As seen in Figure 4 below, no outliers are identified on the box plot, but several extreme observations are noted in the data. These extreme values do not appear to affect the normal distribution. The maximum and minimum values were identified as 1.4460 and 1.0545, respectively. The variation or spread of the data is most noticeable on the histogram visualized in Figure 1 above. These are measured by the standard deviation and range, which indicate that the data is approximately normally distributed.

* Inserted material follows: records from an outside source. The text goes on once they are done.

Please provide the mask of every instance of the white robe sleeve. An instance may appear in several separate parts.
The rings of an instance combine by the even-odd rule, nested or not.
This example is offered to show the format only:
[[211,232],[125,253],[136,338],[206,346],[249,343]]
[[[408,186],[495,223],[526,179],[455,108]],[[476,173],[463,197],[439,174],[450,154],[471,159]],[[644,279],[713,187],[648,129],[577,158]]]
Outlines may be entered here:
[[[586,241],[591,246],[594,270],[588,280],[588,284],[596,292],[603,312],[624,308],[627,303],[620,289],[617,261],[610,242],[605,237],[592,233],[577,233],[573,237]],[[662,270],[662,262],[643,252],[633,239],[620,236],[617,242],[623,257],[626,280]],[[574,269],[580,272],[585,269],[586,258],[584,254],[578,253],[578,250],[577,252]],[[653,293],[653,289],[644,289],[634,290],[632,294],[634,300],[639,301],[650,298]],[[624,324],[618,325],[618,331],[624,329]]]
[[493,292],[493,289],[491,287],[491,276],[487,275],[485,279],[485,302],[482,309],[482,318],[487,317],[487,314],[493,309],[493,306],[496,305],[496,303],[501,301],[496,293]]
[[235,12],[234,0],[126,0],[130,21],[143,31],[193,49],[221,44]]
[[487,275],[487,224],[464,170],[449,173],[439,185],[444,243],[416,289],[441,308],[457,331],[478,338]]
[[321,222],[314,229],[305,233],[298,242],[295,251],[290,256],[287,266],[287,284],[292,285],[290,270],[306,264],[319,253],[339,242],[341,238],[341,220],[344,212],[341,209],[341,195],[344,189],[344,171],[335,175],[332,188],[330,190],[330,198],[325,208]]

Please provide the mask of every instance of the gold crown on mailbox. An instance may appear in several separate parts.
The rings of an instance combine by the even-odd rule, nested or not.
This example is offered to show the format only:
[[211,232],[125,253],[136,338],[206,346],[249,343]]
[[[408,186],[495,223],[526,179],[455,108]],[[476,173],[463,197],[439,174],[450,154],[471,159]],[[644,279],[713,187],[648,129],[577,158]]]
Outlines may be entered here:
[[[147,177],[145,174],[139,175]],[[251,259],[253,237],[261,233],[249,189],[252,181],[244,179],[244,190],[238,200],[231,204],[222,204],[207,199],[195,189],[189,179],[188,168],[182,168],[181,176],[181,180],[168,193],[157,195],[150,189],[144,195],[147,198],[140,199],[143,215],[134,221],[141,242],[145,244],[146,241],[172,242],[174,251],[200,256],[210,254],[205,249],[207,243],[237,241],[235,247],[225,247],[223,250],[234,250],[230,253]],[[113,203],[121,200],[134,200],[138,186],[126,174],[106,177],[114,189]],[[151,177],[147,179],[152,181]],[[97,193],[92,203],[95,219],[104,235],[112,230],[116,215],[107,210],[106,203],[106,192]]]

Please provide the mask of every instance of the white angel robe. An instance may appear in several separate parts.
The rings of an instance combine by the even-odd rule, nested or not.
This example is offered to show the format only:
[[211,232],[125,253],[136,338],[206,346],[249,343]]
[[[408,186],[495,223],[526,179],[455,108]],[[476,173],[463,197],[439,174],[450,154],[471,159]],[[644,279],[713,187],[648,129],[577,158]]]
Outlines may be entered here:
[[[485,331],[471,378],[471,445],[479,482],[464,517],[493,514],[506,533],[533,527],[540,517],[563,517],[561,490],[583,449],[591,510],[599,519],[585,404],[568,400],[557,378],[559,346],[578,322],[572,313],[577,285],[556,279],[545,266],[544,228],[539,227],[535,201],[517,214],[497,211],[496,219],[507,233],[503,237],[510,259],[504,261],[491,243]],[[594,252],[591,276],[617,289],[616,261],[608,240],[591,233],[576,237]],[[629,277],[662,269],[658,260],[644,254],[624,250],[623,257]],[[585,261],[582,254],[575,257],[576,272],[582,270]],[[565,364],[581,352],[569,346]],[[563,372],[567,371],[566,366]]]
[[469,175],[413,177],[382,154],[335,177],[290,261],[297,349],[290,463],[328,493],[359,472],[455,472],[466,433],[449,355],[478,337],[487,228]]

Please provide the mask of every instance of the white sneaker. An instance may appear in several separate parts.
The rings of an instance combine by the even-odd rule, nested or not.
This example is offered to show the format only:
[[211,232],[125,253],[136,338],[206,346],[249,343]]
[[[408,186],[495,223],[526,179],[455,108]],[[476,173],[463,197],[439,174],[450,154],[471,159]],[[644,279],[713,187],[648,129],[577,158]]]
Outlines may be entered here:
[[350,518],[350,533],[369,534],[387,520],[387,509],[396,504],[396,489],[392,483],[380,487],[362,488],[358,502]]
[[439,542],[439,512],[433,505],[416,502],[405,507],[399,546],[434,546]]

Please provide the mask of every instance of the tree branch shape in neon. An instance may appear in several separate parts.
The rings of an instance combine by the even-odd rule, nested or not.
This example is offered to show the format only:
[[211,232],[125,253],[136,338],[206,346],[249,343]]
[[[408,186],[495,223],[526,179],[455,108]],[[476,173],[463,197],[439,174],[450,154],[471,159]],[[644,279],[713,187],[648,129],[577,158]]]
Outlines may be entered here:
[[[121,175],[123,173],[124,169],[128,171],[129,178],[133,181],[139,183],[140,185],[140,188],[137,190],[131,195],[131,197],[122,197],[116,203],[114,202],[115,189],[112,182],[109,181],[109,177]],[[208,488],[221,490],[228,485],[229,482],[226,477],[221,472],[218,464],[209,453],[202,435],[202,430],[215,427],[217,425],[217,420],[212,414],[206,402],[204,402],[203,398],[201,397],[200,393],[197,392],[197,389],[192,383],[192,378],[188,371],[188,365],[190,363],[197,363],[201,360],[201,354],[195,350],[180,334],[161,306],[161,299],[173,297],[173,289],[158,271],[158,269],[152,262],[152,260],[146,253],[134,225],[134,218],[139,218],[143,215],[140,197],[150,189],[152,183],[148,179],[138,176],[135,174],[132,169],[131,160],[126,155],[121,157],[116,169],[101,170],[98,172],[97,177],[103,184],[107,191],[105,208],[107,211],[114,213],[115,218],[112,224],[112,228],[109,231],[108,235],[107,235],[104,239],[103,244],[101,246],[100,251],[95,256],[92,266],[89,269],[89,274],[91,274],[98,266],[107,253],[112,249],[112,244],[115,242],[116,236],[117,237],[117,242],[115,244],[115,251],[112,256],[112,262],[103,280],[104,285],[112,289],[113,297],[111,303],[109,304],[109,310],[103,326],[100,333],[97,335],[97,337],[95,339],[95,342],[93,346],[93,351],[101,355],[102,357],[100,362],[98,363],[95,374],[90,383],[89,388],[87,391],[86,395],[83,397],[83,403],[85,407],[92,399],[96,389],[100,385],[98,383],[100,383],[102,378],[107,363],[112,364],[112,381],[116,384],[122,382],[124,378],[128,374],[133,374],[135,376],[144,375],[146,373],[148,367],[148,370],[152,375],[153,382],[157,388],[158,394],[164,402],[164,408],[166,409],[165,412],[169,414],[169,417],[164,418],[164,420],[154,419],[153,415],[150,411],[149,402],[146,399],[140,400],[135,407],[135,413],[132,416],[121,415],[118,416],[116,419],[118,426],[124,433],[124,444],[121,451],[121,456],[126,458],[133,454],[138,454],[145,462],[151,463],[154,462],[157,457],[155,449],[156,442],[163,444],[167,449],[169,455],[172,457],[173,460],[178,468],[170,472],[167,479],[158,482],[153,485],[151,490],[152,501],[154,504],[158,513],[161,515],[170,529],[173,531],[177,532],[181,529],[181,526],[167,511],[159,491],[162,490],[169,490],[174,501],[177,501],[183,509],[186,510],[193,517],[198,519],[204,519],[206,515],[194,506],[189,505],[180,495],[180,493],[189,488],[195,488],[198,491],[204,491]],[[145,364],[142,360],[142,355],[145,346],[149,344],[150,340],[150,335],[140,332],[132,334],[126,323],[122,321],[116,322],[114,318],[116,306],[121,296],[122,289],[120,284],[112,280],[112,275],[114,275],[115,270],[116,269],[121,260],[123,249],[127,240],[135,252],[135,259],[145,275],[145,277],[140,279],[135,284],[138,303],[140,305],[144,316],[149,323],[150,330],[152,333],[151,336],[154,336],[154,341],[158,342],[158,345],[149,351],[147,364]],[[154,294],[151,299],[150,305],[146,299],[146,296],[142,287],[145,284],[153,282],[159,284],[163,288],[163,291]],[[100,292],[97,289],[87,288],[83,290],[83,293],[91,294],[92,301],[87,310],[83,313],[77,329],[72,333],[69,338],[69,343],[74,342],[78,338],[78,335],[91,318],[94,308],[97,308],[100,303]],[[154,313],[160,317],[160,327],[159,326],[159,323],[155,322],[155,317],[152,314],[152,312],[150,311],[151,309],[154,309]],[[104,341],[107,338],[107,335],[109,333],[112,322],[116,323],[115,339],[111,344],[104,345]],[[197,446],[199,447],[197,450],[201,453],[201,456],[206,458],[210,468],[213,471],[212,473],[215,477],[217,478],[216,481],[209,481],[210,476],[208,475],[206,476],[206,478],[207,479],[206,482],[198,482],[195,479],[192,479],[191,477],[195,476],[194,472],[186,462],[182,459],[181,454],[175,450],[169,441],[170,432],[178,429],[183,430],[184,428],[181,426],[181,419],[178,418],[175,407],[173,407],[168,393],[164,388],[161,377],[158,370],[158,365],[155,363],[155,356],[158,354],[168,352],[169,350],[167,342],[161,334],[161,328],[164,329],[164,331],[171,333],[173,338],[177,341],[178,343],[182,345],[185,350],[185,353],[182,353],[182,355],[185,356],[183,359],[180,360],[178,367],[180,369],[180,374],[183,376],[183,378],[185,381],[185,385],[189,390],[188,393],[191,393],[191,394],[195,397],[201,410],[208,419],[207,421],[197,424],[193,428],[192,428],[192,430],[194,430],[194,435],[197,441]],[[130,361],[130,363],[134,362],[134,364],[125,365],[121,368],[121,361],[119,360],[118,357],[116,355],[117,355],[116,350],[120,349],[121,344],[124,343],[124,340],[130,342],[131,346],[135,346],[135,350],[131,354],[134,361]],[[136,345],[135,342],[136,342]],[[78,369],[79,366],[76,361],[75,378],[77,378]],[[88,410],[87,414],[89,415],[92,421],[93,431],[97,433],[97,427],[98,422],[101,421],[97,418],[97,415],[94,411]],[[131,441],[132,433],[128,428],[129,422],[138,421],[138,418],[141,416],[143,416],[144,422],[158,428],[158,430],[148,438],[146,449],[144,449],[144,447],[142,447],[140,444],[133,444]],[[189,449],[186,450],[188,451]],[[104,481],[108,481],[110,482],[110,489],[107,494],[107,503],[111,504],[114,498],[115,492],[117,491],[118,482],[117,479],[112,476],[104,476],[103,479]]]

The horizontal histogram, box plot, and normal probability plot for this data can be seen in Figure 4 below. The normal probability plot demonstrates the normal distribution with a tight-knit grouping of the plot points around the diagonal reference line (Elliott & Woodward, 2016). These graphs provide adequate visualization to perform a hypothesis test on the average or mean exchange rate.

**Figure 4**

*Horizontal Histogram, Box Plot, and Normal Probability Plot*

## Hypothesis Test

A business analyst has claimed that the average U.S./Euro exchange rate is $1.25. The null hypothesis means “amounting to nothing” and is usually assumed to be the true statement in a hypothesis test (Sturdivant et al., 2016). For this business analyst’s claim, the null hypothesis (H_{0}) would be, “the average U.S./Euro exchange rate is not $1.25,” making the alternative hypothesis (H_{a}) “the average U.S./Euro exchange rate is $1.25.” To determine statistical significance for a hypothesis that does not include a greater or less than assumption, a two-tailed t-test with a p-value was performed using a 0.05 significance level. Figure 5 demonstrates the results of this test.

**Figure 5**

*The t-test with a p-value for Mean*

The data provides the p-values for all normality tests as p < 0.05. Therefore, we can reject the null hypothesis that the mean is not $1.25. Instead, we would favor the alternative hypothesis that the mean is $1.25. In conclusion, the business analyst’s claim that the mean U.S./Euro exchange rate is $1.25 is correct.

**References**

Elliott, A.C. & Woodward, W.A. (2016). *SAS essentials: Mastering SAS for data analytics 2 ^{nd} ed. *John Wiley & Sons, Inc. ISBN 978-1-119-04216-7

NIST/SEMATECH. (n.d.). *4.1.4.4. Loess (aka Lowess)* in *e-Handbook of statistical methods. *https://www.itl.nist.gov/div898/handbook/pmd/section1/pmd144.htm

Sturdivant, R., Pardoe, I., Berrier, I., & Watts, K. (2016). *Statistics for Data Analytics. *zyBook [online].